10. Ils ont aussi souligné que le secteur spatial s'avère spécialement attrayant pour réveiller l'intérêt des investisseurs publics et privés, particulièrement parce qu'il représente un nouvel horizon pour la sécurité commune (“le spatial offre une opportunité unique pour développer des stratégies de gestion de crise et de prévention” selon Fernando Davara).

13. La nouvelle scène internationale impose la révision des politiques technologiques et industrielles de l'Europe, laquelle se révèle la région la plus libérale du monde et la plus vulnérable, ce qui l’expose à des concurrences déloyales provenant d'autres pays et régions.

14. La révision de ces politiques technologiques et industrielles implique le développement de l'Intelligence Économique, comprise comme information stratégique au service des entreprises et des institutions, puisque le développement technologique qui n'est pas dûment protégé perd toute capacité de s’imposer sur les marchés globaux.

15. L'Espagne n’occupe pas une position privilégiée dans l'univers européen de la science et la technologie. Elle a besoin de beaucoup développer ses investissements privés en R+D et ses aides publiques à l'innovation afin d’atteindre un niveau plus significatif dans l'espace européen.

16. On ajoutera que beaucoup de questions ont été abordées dans les 12 tables rondes tenues en complément des sessions magistrales. Ces tables rondes, toutes de haut niveau, ont abordé les divers thèmes intéressant la souveraineté technologique, depuis la sécurité dans la société de l'information, les nouvelles conceptions de la défense, les transports avancés, l'énergie ou les réactions au changement climatique.

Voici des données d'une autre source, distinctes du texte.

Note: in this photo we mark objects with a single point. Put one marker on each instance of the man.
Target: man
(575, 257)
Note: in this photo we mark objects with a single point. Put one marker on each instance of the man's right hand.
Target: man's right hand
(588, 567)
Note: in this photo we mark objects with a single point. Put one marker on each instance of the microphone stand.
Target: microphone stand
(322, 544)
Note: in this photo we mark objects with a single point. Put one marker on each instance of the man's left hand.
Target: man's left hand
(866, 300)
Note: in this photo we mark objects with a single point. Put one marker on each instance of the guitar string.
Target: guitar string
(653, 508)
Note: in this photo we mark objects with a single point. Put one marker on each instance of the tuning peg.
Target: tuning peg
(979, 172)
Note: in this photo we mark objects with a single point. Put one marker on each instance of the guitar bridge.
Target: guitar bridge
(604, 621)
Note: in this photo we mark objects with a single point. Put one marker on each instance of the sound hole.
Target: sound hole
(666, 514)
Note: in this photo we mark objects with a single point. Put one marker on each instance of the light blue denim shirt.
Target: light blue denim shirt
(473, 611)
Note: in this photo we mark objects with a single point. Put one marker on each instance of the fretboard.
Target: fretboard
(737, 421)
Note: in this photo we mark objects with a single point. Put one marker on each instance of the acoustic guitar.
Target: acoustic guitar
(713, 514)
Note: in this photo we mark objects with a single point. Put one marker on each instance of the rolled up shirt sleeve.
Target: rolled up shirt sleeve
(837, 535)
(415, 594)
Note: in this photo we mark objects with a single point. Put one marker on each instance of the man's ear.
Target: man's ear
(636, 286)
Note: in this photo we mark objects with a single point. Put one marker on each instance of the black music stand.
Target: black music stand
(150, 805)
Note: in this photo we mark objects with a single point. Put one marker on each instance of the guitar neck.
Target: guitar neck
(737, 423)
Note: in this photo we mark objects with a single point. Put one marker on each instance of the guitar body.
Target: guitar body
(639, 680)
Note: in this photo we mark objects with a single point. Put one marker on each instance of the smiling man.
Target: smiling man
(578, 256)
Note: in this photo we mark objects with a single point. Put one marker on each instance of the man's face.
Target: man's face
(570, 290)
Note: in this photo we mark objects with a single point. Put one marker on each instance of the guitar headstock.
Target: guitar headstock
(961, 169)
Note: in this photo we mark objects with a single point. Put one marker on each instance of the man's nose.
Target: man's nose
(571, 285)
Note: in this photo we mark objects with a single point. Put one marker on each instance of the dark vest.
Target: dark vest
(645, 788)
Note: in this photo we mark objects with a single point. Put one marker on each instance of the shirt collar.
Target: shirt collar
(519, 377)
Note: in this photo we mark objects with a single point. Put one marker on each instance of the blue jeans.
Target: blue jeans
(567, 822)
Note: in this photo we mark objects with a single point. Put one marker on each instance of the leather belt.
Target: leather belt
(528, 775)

17. De ces problématiques, nous pouvons retenir un exemple, l’accent mis sur la conception différente du développement technologique qui existe en Europe et aux Etats-Unis, sujet récurrent des deux tables consacrées à la convergence technologique du 21e Siècle et des NBIC. De l’autre côté de l'Atlantique on accepte comme possible et désirable l'amélioration de l'espèce humaine avec tous les défis que cela implique. En Europe ces objectifs sont considérés avec méfiance et les horizons technologiques abordés sont plus linéaires.

19. Le congrès espagnol, finalement, a été le lieu privilégié d'un débat dans lequel les acteurs qui sont en première ligne pour la transformation des processus et l’élaboration des politiques et des produits nouveaux ont fait part de leurs expériences, difficultés, illusions et parfois découragements.

20. Si un consensus général s’est dégagé, c’est bien la conviction largement partagée que l'Europe souffre d’un déficit de souveraineté qui est associé à ses insuffisances technologiques.

21. Mais aussi s’est dégagé un consensus sur le chemin permettant de relever ce défi : innover dans des technologies stratégiques sans autres limites que celles découlant du sens commun, ce grand outil évolutif construit durant des milliers d'années d'expérience. Ceci doit être placé au-dessus des idéologies et des croyances au moment où nous nous essayons à concevoir un avenir idéal concernant ce grand rêve partagé qui nous a réunis à Madrid, c’est-à-dire l'Europe, notre Europe.